家庭裁判所の観護措置により送致された者などを収容し鑑別を行うほか、必要な観護処遇を行い、また地域社会における非行・犯罪の防止に関する援助を行う施設。ここでいう鑑別とは、家庭裁判所の行う少年に対する調査や審判、また保護処分の執行や懲役または禁錮の言渡しを受けた20歳未満の少年に対する刑の執行に資するため、医学、心理学、教育学、社会学その他の専門的知識・技術に基づいて、対象者の非行・犯罪に影響を及ぼした資質上・環境上問題となる事情を明らかにし、またその事情の改善に寄与するため対象者の処遇に資する適切な指針を示すものであるとされる。
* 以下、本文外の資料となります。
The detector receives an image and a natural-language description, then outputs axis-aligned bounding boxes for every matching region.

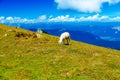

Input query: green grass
[0,24,120,80]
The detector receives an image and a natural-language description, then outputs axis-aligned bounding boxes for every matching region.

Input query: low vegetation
[0,24,120,80]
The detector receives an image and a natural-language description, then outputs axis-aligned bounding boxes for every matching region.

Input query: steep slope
[0,25,120,80]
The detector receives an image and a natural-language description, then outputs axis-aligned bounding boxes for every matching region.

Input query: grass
[0,24,120,80]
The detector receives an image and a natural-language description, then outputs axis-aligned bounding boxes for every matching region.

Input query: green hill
[0,24,120,80]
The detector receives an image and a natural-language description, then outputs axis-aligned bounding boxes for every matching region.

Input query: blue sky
[0,0,120,22]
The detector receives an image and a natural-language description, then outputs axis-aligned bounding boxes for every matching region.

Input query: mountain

面接、生育・教育歴などの資料の調査、心理検査、精神および身体医学的診断、行動観察などにより、少年の問題性や改善可能性などが把握される。保護処分として終局決定により送致される少年院とは異なる。収容期間は原則として2週間、最長8週間(犯罪少年による禁錮以上の刑にあたる罪の事件で一定の要件を満たした場合)で、成人の場合の勾留(こうりゅう)の機能も果たす。2015年(平成27)6月施行の少年鑑別所法(平成26年法律第59号)に基づく。かつては1948年(昭和23)に制定された旧少年院法に少年鑑別所に関する規定がわずかに置かれていたのみであったが、少年鑑別所の機能の進展、少年院と少年鑑別所の性格の相違等を鑑(かんが)み、2014年に独立した法律として少年鑑別所法が定められた。すべて国立の施設で、法務大臣の管理下にあり、2015年の時点で、52庁(分所1庁を含む)を数える。調査結果は、審判、保護処分決定、少年院・保護観察における処遇などの資料になる。なお、法務少年支援センターとして身柄の収容を伴わない対象者に対する鑑別、また一般家庭や学校などから少年に関する相談を受けた場合に、必要な情報の提供、助言その他の援助も行っている。[小西暁和]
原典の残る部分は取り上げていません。